Par Georgia Makhlouf
2018 - 09
Yahia Belaskri qui vient de publier Le Livre d’Amray, un beau roman paru chez Zulma, a reçu le prix Ouest-France Étonnants Voyageurs en 2011 pour Si tu cherches la pluie, elle vient d’en-haut et le prix Beur FM Méditerranée en 2015 pour Les Fils du jour. Il a également consacré un récit biographique à Abd el-Kader, Abd el-Kader, le combat et la tolérance, paru en 2016 chez Magellan.

C’est dans un pays qui n’est jamais nommé que se déroule son dernier roman, un pays laminé par de multiples guerres mais autrefois arpenté par Saint Augustin, Kahina, la reine berbère et Abd el-Kader. Amray s’est choisi ces illustres prédécesseurs comme parents car, lorsqu’il se tourne vers sa famille réelle, il ne trouve que « la défaite dans les yeux de (son) père silencieux et le renoncement dans ceux de (sa) mère ». Dehors, la ville résonne de slogans et de diatribes contre le reste du monde, et personne ne peut y trouver sa place s’il ne se soumet aux règles, aux traditions, aux injonctions du discours dominant. Or Amray est un poète, un insoumis donc. Il ne peut dès lors qu’être exclu ou partir. Belaskri retrace son parcours qui puise, on le devine, dans l’autobiographie, avec pudeur et sensibilité. Son roman se veut une ode à la liberté en même temps qu’une charge contre la pensée unique qui enlaidit le monde et le rend terriblement inhospitalier.

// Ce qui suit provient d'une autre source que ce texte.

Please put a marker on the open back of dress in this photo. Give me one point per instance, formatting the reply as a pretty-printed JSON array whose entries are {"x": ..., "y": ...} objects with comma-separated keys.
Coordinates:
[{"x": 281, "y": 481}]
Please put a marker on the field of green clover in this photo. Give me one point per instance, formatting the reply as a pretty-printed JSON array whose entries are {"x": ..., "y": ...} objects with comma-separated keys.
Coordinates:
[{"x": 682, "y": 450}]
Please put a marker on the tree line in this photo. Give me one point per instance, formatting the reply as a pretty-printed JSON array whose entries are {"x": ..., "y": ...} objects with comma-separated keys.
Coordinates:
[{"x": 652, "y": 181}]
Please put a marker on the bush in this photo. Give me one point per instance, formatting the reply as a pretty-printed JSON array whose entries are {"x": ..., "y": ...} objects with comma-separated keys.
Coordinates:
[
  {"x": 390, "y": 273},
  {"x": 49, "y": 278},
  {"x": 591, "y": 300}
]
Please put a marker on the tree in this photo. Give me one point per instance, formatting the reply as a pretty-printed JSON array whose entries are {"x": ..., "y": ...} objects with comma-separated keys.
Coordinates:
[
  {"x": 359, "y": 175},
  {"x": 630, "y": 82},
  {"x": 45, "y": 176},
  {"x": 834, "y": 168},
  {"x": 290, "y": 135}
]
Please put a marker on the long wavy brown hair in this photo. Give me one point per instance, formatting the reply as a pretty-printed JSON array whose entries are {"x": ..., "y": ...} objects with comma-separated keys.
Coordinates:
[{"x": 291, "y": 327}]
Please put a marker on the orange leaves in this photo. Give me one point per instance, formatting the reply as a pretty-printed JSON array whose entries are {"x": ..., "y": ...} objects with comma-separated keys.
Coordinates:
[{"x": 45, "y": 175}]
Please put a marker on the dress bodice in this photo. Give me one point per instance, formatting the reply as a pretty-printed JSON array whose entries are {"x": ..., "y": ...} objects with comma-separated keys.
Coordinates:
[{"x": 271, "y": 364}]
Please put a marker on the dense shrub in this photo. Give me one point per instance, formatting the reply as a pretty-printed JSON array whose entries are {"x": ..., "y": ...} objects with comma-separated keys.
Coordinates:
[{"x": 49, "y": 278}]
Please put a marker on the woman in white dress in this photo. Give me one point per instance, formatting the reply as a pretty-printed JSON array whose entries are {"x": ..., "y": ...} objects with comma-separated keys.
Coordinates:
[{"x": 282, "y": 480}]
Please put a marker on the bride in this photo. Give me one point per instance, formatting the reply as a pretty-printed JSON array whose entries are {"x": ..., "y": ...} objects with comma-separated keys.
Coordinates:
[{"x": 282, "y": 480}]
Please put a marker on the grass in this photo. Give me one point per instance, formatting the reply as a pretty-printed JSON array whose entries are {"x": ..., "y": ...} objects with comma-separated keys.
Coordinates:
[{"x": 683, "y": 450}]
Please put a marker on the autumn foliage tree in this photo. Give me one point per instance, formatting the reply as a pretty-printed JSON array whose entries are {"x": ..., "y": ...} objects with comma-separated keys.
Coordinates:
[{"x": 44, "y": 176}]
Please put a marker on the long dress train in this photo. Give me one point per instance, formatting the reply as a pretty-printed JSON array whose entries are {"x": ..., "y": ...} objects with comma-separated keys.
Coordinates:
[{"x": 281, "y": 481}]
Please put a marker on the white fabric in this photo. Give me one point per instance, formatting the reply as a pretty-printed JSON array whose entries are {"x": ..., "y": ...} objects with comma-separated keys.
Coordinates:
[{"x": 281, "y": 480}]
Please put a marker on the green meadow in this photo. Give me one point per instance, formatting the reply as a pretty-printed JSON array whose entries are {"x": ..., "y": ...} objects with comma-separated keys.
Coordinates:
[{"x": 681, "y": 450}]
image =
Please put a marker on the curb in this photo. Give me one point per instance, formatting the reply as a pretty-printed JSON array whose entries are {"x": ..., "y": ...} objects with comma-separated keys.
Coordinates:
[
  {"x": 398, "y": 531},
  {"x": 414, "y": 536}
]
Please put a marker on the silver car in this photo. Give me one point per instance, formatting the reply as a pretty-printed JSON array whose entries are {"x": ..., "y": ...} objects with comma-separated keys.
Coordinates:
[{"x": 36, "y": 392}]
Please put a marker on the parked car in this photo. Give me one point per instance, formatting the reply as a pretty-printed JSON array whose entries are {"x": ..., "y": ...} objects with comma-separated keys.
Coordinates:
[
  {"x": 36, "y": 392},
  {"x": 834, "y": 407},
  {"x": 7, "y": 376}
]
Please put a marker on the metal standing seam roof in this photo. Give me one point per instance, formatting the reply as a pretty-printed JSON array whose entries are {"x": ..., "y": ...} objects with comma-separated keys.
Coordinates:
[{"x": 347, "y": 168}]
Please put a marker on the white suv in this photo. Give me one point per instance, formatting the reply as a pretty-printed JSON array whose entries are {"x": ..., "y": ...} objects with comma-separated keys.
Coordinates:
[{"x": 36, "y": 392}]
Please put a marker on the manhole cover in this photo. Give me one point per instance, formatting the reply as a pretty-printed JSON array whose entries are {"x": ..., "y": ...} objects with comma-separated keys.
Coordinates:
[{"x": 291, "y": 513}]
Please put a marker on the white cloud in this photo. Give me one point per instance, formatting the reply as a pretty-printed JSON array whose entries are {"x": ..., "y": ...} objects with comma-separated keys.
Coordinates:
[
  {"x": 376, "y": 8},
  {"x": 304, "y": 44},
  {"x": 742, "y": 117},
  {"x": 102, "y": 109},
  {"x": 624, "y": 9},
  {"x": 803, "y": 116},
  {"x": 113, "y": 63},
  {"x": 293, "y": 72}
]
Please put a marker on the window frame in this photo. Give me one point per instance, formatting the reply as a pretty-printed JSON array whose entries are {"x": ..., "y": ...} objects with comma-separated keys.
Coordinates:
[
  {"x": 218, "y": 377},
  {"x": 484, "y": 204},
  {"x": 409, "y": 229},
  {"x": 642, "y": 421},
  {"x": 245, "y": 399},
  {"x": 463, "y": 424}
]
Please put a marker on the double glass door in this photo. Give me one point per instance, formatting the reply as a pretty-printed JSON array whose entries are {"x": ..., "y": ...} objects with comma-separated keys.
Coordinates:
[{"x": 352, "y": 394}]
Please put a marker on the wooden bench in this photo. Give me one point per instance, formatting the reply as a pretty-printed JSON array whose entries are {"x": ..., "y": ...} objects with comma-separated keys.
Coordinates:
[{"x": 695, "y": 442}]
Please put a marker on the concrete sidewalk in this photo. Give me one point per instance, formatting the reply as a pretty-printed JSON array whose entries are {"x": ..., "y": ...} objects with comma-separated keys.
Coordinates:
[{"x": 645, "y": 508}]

Le titre du roman, Le Livre d’Amray, a une connotation religieuse voire biblique. Quelle était votre intention en le construisant de cette façon-là ?

Je n’ai pas, du moins pas consciemment, souhaité donner à mon titre une connotation religieuse, mais c’est sous cette forme qu’il m’est venu. Bien au contraire, mon intention était de désacraliser la notion de « livre de… », d’affirmer qu’il existe non pas un livre mais des livres, que chacun a son livre et que chaque livre est une fenêtre ouverte sur le monde et sur ses mystères. Le Livre d’Amray, c’est celui qu’il écrit lui-même et qui est le fruit de sa volonté. Ce livre est sa seule liberté. 

Votre précédent livre était consacré à Abd el-Kader et il est présent à nouveau dans ce roman. Pourquoi cette figure revient-elle dans votre œuvre ? 

En effet, mon précédent ouvrage est une biographie d’Abd el-Kader et ce personnage figurait déjà dans un roman antérieur, Les Fils du jour. Dans mon chemin d’écriture, je parcours des problématiques en lien avec mon appartenance, l’histoire de mes ancêtres, leurs souffrances et ce qu’il en est des questions de transmission. Abd el-Kader est un homme extraordinaire, qui appartient certes à l’histoire de l’Algérie mais qui appartient tout autant à l’histoire de l’humanité. Il s’est battu avec dix mille hommes contre l’armée coloniale française qui en comptait cent mille et malgré cela, il a tenu quinze ans. Quinze ans de résistance. Puis fatigué, à bout de forces, il s’est rendu, mais la France est coupable de parjure à son endroit puisqu’elle l’a emprisonné au mépris de la parole donnée. C’est lui qui avec ses hommes, en 1860 à Damas, sauve douze mille chrétiens promis à la mort lors des funestes massacres qui s’y déroulent. Je reviens à Abd el-Kader parce qu’on a terriblement besoin d’une voix telle que la sienne aujourd’hui, face aux apôtres de la haine qui se déchaînent de toutes parts. Lui qui disait « tout être est mon être », et qui proclamait que juifs, chrétiens ou musulmans, nous sommes les mêmes devant Dieu.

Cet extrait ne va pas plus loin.